SAFETY OF INTRAVENOUS AND SUBCUTANEOUS MISTLETOE ADMINISTRATION IN ADULTS WITH SOLID TUMOURS – SINGLE UK INTEGRATIVE ONCOLOGY CENTRE EXPERIENCE
N. Fuller-Shavel, E.J. Davies
Vol.1 issue1 (2024), pag. 26 - 32
SAFETY OF INTRAVENOUS AND SUBCUTANEOUS MISTLETOE ADMINISTRATION IN ADULTS WITH SOLID TUMOURS – SINGLE UK INTEGRATIVE ONCOLOGY CENTRE EXPERIENCE
N. Fuller-Shavel, E.J. Davies
Vol.1 issue1 (2024), pag. 26 - 32
Received | 4/12/2023 - 15/07/2023 |
Accepted | 2/01/2024 |
Published | 5/02/2024 |
Review by | Double-blind |
doi | https://doi.org/10.69068/IJIO05 |
ABSTRACT
Introduction
Mistletoe (Viscum album extract, VAE) therapy is a valuable part of the integrative oncology toolkit, with several guidelines and systematic reviews supporting its use for improving quality of life and reducing cancer- and treatment-related symptoms, such as fatigue.

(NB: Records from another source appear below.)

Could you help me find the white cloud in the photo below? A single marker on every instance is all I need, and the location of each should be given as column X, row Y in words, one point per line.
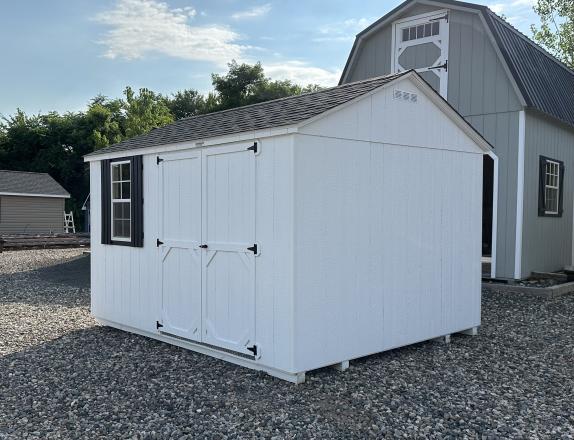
column 142, row 27
column 258, row 11
column 342, row 30
column 529, row 3
column 302, row 73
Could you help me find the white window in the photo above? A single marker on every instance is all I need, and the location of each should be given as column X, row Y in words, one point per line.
column 551, row 187
column 421, row 31
column 121, row 201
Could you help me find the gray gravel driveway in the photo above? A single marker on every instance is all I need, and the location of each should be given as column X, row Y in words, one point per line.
column 62, row 376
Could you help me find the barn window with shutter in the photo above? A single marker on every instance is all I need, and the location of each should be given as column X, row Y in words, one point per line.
column 122, row 201
column 550, row 187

While there is a substantial body of evidence on subcutaneous (SC) administration, safety data on intravenous (IV) and combined mistletoe administration requires further study.
Materials and Methods
This analysis based on electronic healthcare record (EHR) and pharmacy data included 23 patients treated with Helixor® mistletoe therapy over the 20-month period between March 2022 and November 2023 in a single UK integrative oncology centre, Synthesis Clinic. Treatment administered included intravenous (Helixor® A and M) and subcutaneous mistletoe therapy (Helixor® A, M and P). Adverse events noted during clinical review around infusions and physician consultations were graded using CTCAE v5. All patients underwent regular haematology and biochemistry monitoring for safety purposes.
Results
23 patients, predominantly with metastatic disease (78%), received subcutaneous or combined IV/SC mistletoe therapy alongside a variety of standard of care treatments for a range of solid tumours, including breast, colorectal, ovarian, thyroid, and prostate cancer. No serious adverse events, anaphylaxis episodes or LFT elevations attributable to mistletoe therapy were reported. Mild adverse events included 17% of patients on SC therapy experiencing a grade 1 local injection reaction, e.g. persistent itching, and 33% of patients on IV therapy experiencing short-term grade 1 systemic side effects, e.g. mild flu-like symptoms. No additional treatment for these mild adverse events was required, and no patients discontinued therapy because of adverse events.
Conclusions
To our knowledge this is the first publication evaluating the safety of intravenous mistletoe administration in the UK. IV and subcutaneous mistletoe therapy was well-tolerated in this group of patients, with minor self-limiting adverse events that did not require specific treatment or cessation of mistletoe therapy.